To all MWTHA members and interested friends:
Time sure flies these days. It seems like the spring turkey season just ended, but we’re already looking at fall and another fall turkey season here in Area J. No one’s quite sure why we are once again having a fall turkey season here. With no organized feeding programs in this area any more, two horribly cold winters, and several late, cold springs, which along with a long list of predators has had a devastating effect on the last two nesting years, wild turkey populations have plummeted throughout the tip of the mitt. Particularly this past spring, many turkey hunters have found a total lack of birds where once they could get 10 toms to gobble at once. What few birds you did see you can be sure that someone nearby fed, at no small cost to them, to make sure they made it through the winter.

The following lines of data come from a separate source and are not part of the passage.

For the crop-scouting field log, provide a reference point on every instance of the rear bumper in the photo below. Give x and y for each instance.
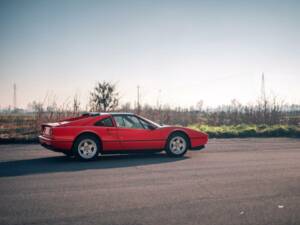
(55, 145)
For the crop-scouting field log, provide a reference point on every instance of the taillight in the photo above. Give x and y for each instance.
(47, 131)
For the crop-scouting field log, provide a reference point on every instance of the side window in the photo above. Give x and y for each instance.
(133, 122)
(128, 122)
(145, 124)
(107, 122)
(119, 121)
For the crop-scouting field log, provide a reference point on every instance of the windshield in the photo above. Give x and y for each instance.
(149, 121)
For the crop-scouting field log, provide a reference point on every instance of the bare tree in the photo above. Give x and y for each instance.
(104, 97)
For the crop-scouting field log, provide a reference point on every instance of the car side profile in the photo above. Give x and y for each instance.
(92, 134)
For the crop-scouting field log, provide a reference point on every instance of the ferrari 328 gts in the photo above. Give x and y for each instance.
(92, 134)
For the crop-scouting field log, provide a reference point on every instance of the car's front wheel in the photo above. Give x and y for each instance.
(177, 145)
(86, 148)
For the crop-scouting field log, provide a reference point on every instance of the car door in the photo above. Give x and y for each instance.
(108, 132)
(134, 135)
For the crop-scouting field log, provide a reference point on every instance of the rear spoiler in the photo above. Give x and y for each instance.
(84, 115)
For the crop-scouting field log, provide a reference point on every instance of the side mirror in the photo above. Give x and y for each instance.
(151, 127)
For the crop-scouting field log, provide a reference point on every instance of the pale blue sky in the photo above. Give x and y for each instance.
(213, 51)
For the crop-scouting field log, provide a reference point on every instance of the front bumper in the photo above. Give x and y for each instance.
(55, 145)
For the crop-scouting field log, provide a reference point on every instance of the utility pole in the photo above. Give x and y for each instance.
(138, 99)
(15, 96)
(263, 98)
(263, 89)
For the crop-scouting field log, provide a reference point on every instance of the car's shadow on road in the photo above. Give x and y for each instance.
(65, 164)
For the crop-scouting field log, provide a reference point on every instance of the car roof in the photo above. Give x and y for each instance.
(106, 113)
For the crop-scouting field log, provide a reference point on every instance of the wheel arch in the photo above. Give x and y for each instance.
(179, 132)
(88, 133)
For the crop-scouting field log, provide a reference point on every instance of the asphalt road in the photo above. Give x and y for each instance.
(234, 181)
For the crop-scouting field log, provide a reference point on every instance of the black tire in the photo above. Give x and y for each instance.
(87, 152)
(68, 153)
(181, 142)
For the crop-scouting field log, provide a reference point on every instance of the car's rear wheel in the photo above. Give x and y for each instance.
(86, 148)
(177, 145)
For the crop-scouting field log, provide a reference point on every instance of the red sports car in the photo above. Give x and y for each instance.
(92, 134)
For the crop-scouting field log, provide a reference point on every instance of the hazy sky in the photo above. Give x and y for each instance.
(213, 51)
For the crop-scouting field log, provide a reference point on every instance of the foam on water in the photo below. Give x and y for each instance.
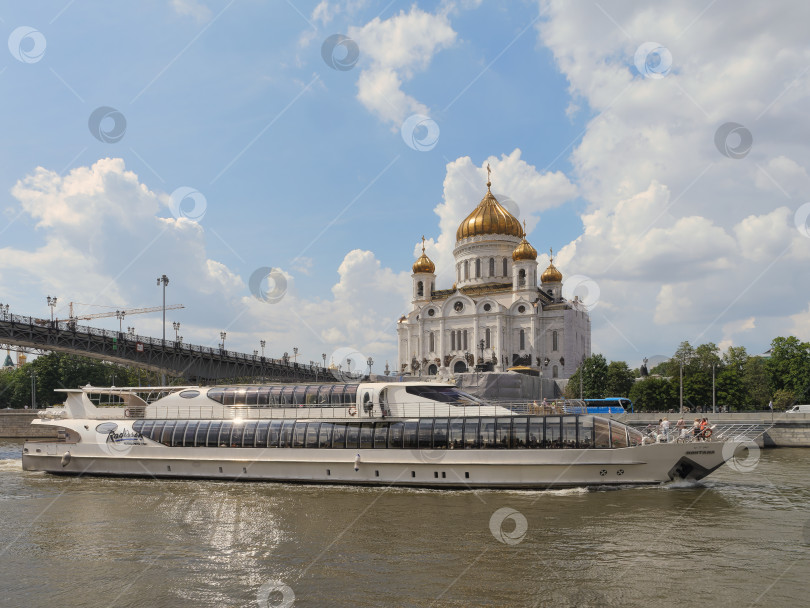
(10, 464)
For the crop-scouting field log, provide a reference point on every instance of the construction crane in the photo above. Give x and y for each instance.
(118, 313)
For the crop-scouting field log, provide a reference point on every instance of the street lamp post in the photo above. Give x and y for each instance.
(581, 374)
(163, 280)
(33, 389)
(52, 304)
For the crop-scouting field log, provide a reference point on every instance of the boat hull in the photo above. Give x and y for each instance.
(507, 468)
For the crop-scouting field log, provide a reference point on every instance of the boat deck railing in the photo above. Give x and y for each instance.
(342, 411)
(719, 433)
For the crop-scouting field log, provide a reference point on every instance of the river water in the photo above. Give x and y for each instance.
(739, 538)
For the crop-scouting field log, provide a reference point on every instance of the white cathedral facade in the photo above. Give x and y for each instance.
(495, 317)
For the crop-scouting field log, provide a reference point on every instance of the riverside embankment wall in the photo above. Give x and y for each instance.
(787, 430)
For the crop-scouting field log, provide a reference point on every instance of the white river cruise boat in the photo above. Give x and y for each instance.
(383, 433)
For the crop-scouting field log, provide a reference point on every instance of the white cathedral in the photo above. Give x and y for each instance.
(495, 317)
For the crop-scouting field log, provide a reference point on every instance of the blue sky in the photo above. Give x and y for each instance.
(303, 167)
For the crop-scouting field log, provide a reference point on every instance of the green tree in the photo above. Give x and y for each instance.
(731, 390)
(755, 384)
(620, 379)
(783, 399)
(594, 379)
(789, 366)
(654, 394)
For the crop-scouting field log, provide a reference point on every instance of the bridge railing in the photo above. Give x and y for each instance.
(75, 328)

It’s a shame, and something that many of us will never get over. What’s frightening is how quickly the populations dropped … in many areas of northern lower Michigan, there are now no birds at all. Sadly, the DNR in Lansing, despite the best information from their field people, have ignored what is happening, and continues to promote northern Michigan as one of the premier turkey hunting locations in the country.
That’s because northern Michigan has more public land than anywhere in southern Michigan, and many hunters have discovered that you can have wild turkeys dripping from trees, as there apparently are in many parts of southern Michigan, but it doesn’t do you any good if you can’t access the land those birds are on.
So the DNR plants a token handful of trees in the Pigeon River for “wild turkey habitat”, which were undoubtedly eaten by the elk the next day, and continues to promote northern Michigan’s wild turkey hunting.
But the sad fact of the matter is, for most of us it’s just not there anymore. For most of us, even those of us who continue to feed small flocks every winter, the gobble of the wild turkey is be- coming a thing of the past.
But the Michigan Wild Turkey Hunters Association, under the unwavering guidance of Jim Maturen, continues to struggle on. And as long as he is there to guide us, we will too.
Let’s hope that Mother Nature is more forgiving this winter.